Eu andei numa dessas escolas públicas dos subúrbios que jamais figurarão no topo dos rankings nacionais. Como tantas dessas escolas, a minha aparentava diversidade. Alguns alunos eram brancos, vestiam pólo e tinham cabelo à surfista; outros eram negros, calçavam Air Max e tinham o cabelo entrançado; mas o que predominava era o resto, que não cabe em estereótipos. Nos corredores, ouvia-se crioulo e qualquer grupinho de amigos podia fazer casting para o anúncio da Benetton.

Havia, porém, várias escolas dentro da minha escola: a escola das turmas de ensino regular, a escola do recreio Benetton e a escola das outras turmas, de ensino não-regular.

A escola portuguesa é racista e aquela onde eu andei não é excepção. Não me refiro apenas à segregação subtil nem aos grandes clássicos do “racismozinho” que ouvimos da boca de alguns professores — o “Não me importa se é preto, amarelo, roxo ou às bolinhas”, como se houvesse alguém (a respirar normalmente) que fosse roxo ou algum humanóide às bolinhas; ou o “Eu não vejo cor”, que nega a alguém parte da sua identidade. 

Quando digo que a escola é racista, refiro-me também aos manuais escolares, que perpetuam o racismo através da história desonesta e mal contada, com mórbidos contornos de lenda nacionalista. Os nossos manuais contam a história do ponto de vista dos “descobridores”, dos colonizadores bonzinhos que estabeleceram relações “amigáveis” e “pacíficas” com os povos indígenas. Ainda me lembro do mapa que ilustrava com setinhas coloridas as rotas do comércio de especiarias, ouro, algodão... Ah, sim, e também do comércio de escravos, que eram da “raça negra” e pertenciam a “povos pouco desenvolvidos” aos quais “levámos civilização”.

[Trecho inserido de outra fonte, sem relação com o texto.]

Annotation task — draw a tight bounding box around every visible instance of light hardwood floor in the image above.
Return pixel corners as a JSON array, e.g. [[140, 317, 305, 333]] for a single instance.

Agora tudo é racismo”, desconversam algumas pessoas. Quanto aos manuais escolares, vários estudos comprovam o racismo do seu discurso. Já em 2012, as investigadoras Marta Araújo e Sílvia R. Maeso diziam que o tratamento da escravatura nos manuais constitui uma “prática institucionalizada de esquecimento social”, revelando “um vocabulário colonial higienizado e despolitizado” que normaliza a escravatura como uma prática “daqueles tempos”. Assim, institucionalizou-se “o silêncio sobre o racismo enquanto produto histórico do colonialismo” e abriu-se espaço à banalização destes e de outros processos históricos de violência. Em Outubro de 2018, a Comissão Europeia contra o Racismo e a Intolerância (ECRI) publicava um relatório no qual, apesar de aplaudir alguns “desenvolvimentos positivos” em Portugal, pedia uma reformulação do ensino da História, sobretudo no que diz respeito às antigas colónias e ao tom glorificador usado para os descobrimentos. Também em 2018, um estudo de Ana Paula Squinelo, Glória Solé e Isabel Barca sobre o conceito de escravidão nos manuais escolares concluía que as suas narrativas se inserem numa linha explicativa obsoleta, referindo-se “ao cativo como uma ‘coisa’, um ‘não-sujeito’, vítima do processo senhorial e sistema escravocrata para o qual não ofereceu qualquer resistência”.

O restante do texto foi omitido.